Without the Grace of Christ


Now you asked about the justice of God and the fairness of "equal opportunity" (sounds liberal to me).  Your statement  is  as  follows:  "Should not all people who ever  lived have an equal chance at the best God has to offer?"  The traditional answer of the Roman Catholic Church is simple. NO! Eternal Salvation meaning the Beatific Vision is  purely and solely a gift from God.  It cannot be earned nor can it be demanded.  And even if the "virtuous pagan" lives  out  the  natural  law  to the best  of  his  ability  it  is also written                         "...  without   faith  it is IMPOSSIBLE  to please God." (Hebrews 11:6)


You know that obedience to the will of God is necessary for salvation. It is repeated continuously throughout the Sacred Scriptures.  It is also stated that those who do obey the Law of God will be rewarded  for our God is infinitely Just and will not condemn those who have made the most of what they have been given. (Matt. 25:15-)  But how difficult it is to obey the will of God without the grace of Christ.  I myself must struggle every day to avoid sinning and I  have  been  immersed deeply into the grace of Christ.  And so it is for all those who received the grace of Christ.  Therefore, if we who have been made children of God through grace have a difficult time renouncing sin and obeying the Father's will how much more difficult is it for those who have never been given the grace of Christ to do what God commands all men to do through their very nature?

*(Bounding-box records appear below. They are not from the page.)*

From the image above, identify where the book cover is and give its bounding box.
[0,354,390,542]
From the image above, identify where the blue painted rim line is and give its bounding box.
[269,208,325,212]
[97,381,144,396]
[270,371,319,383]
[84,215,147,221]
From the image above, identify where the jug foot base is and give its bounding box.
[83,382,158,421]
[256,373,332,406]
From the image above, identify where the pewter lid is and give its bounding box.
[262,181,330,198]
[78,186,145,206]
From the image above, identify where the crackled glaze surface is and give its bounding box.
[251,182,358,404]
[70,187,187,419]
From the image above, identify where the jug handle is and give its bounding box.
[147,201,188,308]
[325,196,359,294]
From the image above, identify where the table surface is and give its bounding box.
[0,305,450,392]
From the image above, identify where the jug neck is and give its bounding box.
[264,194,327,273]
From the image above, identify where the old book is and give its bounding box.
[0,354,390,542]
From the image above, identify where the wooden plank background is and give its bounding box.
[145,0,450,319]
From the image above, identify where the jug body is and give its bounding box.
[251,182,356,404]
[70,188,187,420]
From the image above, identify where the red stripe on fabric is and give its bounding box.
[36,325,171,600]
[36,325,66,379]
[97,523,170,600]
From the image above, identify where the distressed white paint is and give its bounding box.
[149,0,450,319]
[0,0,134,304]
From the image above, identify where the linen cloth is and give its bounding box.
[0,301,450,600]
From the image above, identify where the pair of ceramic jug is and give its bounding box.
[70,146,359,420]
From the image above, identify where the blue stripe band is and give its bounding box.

"...without me you can do nothing" (Jn 15:5)


It  is  not  unfair  nor  unjust  for God not to give everyone the same opportunity for the beatific vision. It  is  not  our  right to possess  and,  in fact, it  is  a  totally  supernatural  gift  which man   is incapable of possessing. For  a  human  being  to  "see God in the face"   God  must  add to his  nature something that will make that nature capable of seeing God.  All men are born without the capacity to see God face to face and God could have left us in that state even without the consequences of original sin.  Nevertheless, in His infinite love for man He Himself became a man in order to give us the gift of sanctifying grace.  This grace gives the soul the capacity to have the beatific vision.  Now  we  know that it is the general will of God "... that all men be saved and come to the knowledge of  truth." (1 Tim2:4) We call this His general will and as Roman Catholics we believe that God has  given  all men "sufficient  grace" to come to know Him and to respond  to His call of salvation.   Therefore, I  believe that if there are actually human beings  out there who, even though they do not know  Christ,  live  out the Law  of   God written  within  their  hearts,  then Christ  will  send them someone to teach them about Himself and give them the grace of the sacraments that they may come to the beatific vision when they  die.  In other words, Reverend Taylor, if a man does the will of God  without  knowing Christ then even if a miracle must be performed Christ  will  provide him with  the graces necessary  for salvation.  In this way God  provides an equal  opportunity  for  eternal  life.  Yet  how  few there are who find it.